INDIANAPOLIS — NCAA members voted Thursday to ratify a new, streamlined version of the association’s constitution.

The motion passed with 80.4% of members voting in favor, putting an expected stamp of approval on the first part of a two-step process to significantly reduce the responsibility of the association’s national office and to overhaul rules at all levels of college sports during one of the most tumultuous times in the industry’s history. Each of the NCAA’s three divisions will now start working on revising or creating their own rules to align with the fundamental principles laid out in the new constitution.

“This needs to be a declaration that we know that now in the coming months we’re going to think afresh about college sports,” NCAA president Mark Emmert said shortly before the vote during his annual address at the association’s convention.

The new constitution, which was prompted by significant legal and political losses for the NCAA last summer, is designed to simplify what many college sports leaders have called a complex and outdated rulebook.

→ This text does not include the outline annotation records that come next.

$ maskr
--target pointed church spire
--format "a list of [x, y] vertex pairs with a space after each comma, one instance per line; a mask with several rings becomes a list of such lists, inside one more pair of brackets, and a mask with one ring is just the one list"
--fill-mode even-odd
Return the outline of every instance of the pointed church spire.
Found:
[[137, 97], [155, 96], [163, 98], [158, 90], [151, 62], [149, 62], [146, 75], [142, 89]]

It shrinks the board of governors — the association’s decision-making entity — from 20 members down to nine and tries to ensure that current and former athletes have a larger voice in shaping the future NCAA.

The administrators and committee members who crafted the constitution hoped to reaffirm the NCAA’s focus on the “primacy of the academic experience” after a summer in which politicians and Supreme Court justices questioned the NCAA’s claims that it is unique and distinct from professional sports.

“Are we spending our resources in a way that emphasizes our core values and helping as many students as we can?” Emmert asked during his address Thursday. “That’s what’s driving frustration and anger both inside and outside college sports, and that’s what puts the whole enterprise at serious risk.”

The new constitution states plainly that college athletes should not be paid directly by their schools for athletic participation, but leaves it up to each division to decide what education-related benefits that athletes can receive from their schools and how athletes can make money from other sources by selling the rights to their own names, images and likenesses.

The groups in charge of sorting through those specifics and writing new rules met this week during the NCAA’s annual convention in Indianapolis and are slated to complete their work by August.

The Division I Transformation Committee plans to meet on a weekly basis for the next seven months to work through the details of its new rules. They will be tasked with finding a way to curb the escalating and competitive spending that has called college sports’ amateur status into question while also avoiding any nationwide rules that could be challenged by antitrust lawsuits.

Dissent regarding the new constitution came largely from Division II and Division III members who felt the major reorganization was rushed to help Division I schools, which generate the majority of revenue for the NCAA. Those who spoke out against the new constitution described it as “Band-Aids on the unclothed emperor” that does not fully address the major threats facing modern college sports. Members of Division II and Division III also objected to maintaining an existing financial model that distributes more than 90% of the NCAA’s revenue to Division I schools.

Emmert, who spoke remotely before Thursday’s vote and did not take questions from reporters, said today’s expected vote was a “big shift moment” for college sports.

“This is something we have to embrace,” Emmert said. “And we have to do it now.”